The bomb suit familiarization obstacle course, also constructed using excess materials, provides students an opportunity to don a bomb suit and learn its capabilities, and its limitations, and to improve on their dexterity and situational awareness while in the suit. Students that are “suited-up” traverse through low and high bars, walk up and down a flight of stairs, and continue through a culvert to place a designated tool. One of the exercise’s learning objectives is show students when it is safe to remove the suit.
“This course builds confidence when wearing the bomb suit,” said Senior Chief Explosive Ordnance Disposal Technician Joseph Severino, IED division non-commissioned officer in charge. “Students receive personal protective equipment instruction regarding the suit in a classroom, but the lab portion of instruction is here at the new obstacle course.”
The most significant improvements to these simulations are the new realism and intricate details in the training sites. One of the scenarios includes a bus depot complete with ticket counter, luggage, computer, phones, lockers and a bus. Other sites have structures such as a bank, church, a service mart, gas station, coffee shop, post office, diner, day care facilities, pub, hardware store in a strip mall setting, storage center, homemade explosives lab, and a mobile home park. These locations have various details in and around the structures to simulate stateside areas, such as storage materials, furniture, dishes, cell phones and magazines. A training site, representing a mud-hut village outside the continental United States, is complete with vehicles, fake animals, sleeping quarters and a room set-up for the construction of home-made bombs.
“On day 16 of training, I had to wear the bomb suit and investigate suspicious items at a mobile home park,” said Army Spc.

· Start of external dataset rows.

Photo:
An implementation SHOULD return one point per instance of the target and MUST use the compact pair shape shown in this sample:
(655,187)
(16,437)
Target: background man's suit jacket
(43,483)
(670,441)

Nathanial Pekarski, student. “It was a pretty realistic scenario drawn from a real-world situation.”
The course syllabus places students in realistic scenarios and requires them to consider multiple factors, including rendering safe ordnance and minimizing explosive effects on the surrounding areas and personnel.
“In the scenario,” said Pekarski, “we had to consider the property and the safe evacuation of people, as well as how to interact with local witnesses and law enforcement.”

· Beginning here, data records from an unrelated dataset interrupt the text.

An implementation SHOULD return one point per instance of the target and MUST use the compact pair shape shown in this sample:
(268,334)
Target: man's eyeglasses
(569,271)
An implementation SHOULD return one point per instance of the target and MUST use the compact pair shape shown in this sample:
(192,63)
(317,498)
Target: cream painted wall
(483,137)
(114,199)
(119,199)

In addition to the realism of the structures and details inside, students receive training on how to observe not only the items in the rooms they enter, but to also be aware of hidden explosives, or “booby traps.”

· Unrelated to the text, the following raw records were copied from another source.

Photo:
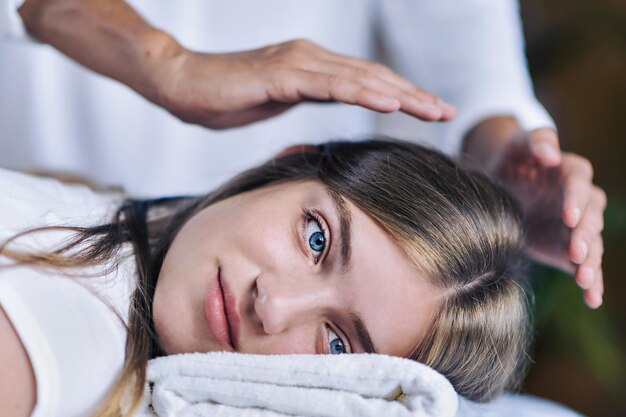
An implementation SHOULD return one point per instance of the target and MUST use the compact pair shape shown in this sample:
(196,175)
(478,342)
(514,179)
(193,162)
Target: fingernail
(547,151)
(596,301)
(389,101)
(586,279)
(583,249)
(575,215)
(431,109)
(446,107)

“We really never know when or where IED attacks are going to take place,” said Drury. “The fact that they are occurring within the United States really reinforces the significance of our training. The bottom line is we need to be prepared.”
NAVSCOLEOD, located on Eglin Air Force Base, Fla. provides high-risk, specialized, basic and advanced EOD training to more than 2,100 U.S., partner nation military and selected U.S. government personnel each year.